Mccarthy Arts Center, St. Michael's College, Colchester, Friday, May 2, 7 p.m.


Published May 7, 2008 at 1:19 p.m.


It's been a long time since I believed in faeries. However, as I sat down in a packed theater for the St. Michael's Drama Club production of Peter Pan, I was determined to let my faith be born again.

Held on the main stage of the McCarthy Arts Center, the student-produced play featured an impressive array of colorful costumes, swashbuckling scenes and, of course, flying.

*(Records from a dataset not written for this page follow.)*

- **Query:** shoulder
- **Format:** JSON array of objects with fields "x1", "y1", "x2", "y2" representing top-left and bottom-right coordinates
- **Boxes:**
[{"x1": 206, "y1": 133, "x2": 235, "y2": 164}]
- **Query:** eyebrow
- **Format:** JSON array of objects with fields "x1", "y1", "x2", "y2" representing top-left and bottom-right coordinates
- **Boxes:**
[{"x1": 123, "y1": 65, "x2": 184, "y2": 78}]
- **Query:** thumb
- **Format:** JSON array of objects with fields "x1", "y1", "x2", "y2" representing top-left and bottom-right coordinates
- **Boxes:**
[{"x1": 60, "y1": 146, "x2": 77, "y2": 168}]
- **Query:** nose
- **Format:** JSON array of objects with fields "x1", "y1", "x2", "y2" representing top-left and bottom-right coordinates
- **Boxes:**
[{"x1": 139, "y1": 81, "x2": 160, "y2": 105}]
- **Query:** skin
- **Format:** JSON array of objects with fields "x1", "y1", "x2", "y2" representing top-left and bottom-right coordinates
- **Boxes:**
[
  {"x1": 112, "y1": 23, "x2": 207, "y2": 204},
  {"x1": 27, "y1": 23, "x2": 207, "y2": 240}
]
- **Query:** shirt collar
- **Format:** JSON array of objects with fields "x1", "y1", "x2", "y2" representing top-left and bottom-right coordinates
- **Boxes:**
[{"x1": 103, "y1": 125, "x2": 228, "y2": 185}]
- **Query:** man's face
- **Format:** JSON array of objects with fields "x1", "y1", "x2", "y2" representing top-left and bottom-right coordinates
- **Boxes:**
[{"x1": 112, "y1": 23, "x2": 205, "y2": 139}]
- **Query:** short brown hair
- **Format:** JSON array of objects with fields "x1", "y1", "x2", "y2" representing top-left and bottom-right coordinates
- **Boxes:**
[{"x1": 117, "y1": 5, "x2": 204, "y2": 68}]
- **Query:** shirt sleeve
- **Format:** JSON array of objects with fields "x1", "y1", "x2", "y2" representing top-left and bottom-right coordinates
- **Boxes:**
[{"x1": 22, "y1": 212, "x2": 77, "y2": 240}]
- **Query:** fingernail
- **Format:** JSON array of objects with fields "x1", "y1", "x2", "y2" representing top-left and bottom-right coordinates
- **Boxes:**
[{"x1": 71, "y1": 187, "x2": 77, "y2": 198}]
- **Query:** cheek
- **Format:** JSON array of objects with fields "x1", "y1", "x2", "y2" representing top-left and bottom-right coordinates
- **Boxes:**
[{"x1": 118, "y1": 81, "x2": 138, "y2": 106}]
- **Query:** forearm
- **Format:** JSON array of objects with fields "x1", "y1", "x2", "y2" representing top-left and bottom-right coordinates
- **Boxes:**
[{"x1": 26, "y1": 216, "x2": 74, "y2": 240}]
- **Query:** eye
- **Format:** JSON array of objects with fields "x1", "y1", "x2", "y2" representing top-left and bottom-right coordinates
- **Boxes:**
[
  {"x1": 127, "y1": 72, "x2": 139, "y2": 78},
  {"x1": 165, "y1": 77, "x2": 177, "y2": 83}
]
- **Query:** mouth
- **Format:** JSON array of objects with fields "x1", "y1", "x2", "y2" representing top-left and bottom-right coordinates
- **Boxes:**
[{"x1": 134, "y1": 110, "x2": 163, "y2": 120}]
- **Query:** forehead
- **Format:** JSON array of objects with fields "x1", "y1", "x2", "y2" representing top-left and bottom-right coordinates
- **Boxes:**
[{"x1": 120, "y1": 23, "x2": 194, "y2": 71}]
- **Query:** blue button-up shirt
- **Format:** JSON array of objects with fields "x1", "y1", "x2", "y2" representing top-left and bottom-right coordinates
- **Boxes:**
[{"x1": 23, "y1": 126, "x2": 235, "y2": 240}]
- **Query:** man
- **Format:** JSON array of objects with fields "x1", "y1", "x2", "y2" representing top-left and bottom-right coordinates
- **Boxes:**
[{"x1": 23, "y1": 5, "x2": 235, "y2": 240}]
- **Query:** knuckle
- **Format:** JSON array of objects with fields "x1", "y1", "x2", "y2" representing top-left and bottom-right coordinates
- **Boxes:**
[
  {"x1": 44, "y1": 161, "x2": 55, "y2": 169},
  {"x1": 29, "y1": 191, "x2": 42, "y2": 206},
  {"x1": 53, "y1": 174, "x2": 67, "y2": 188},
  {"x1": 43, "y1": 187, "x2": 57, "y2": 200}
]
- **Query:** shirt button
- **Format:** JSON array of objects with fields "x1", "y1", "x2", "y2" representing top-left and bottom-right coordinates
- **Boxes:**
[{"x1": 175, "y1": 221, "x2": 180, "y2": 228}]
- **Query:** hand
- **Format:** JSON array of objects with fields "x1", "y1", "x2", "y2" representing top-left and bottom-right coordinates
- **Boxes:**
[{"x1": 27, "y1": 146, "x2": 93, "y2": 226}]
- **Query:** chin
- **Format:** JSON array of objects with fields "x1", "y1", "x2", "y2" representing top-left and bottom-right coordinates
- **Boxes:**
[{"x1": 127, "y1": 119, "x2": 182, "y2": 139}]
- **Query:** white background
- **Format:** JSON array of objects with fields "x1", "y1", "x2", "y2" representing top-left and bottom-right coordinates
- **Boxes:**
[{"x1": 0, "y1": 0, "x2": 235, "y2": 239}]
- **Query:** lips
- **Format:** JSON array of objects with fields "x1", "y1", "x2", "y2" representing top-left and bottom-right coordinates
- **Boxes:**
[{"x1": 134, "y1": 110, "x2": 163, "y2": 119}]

After all, Peter Pan would not be Peter Pan without his ability to fly, and the producers were obviously aiming for authenticity. The actors undertook aerial lessons from ZFX, a company that specializes in theatrical flying effects. In this case, it appeared that Peter and friends were hooked onto a cable of sorts that would lift them up and suspend them as they indulged in back flips and airborne arabesques.

Unfortunately, I missed the open workshop ZFX held last week at the college that offered a tutorial on how to fly on stage. For all I know, the pixie dust did the trick.

The airborne effects incited a lot of "oohs" and "ahhs" from the child-filled audience but did not distract from the plot or the fine acting. In keeping with Mary Martin stage tradition, a woman, Tina Shantz, played Pan. She was convincing as a mischievous adolescent boy, as was the mostly female crew of the "Lost Boys."

There were many rambunctious scenes where pirates, Indians (PC-updated as "Native Americans"), mermaids and Lost Boys clashed, both on stage and in the aisles. It was reminiscent of recess on an elementary school playground. During these episodes, I noticed the nuances of dialogue that, whether ad-libbed or scripted, complemented the chemistry between the characters.

I would have preferred the play to end with the epilogue in the novel, which includes Peter visiting a grown-up Wendy years later and meeting her daughter. Instead, Peter Pan and Wendy Darling parted ways with barely a good-bye, leaving me without a satisfying sense of closure. Otherwise, the play was immensely enjoyable.

Near the end, Peter asked the audience to clap if they believed in faeries. Did I do it? Yes, and I'm also considering taking flying lessons.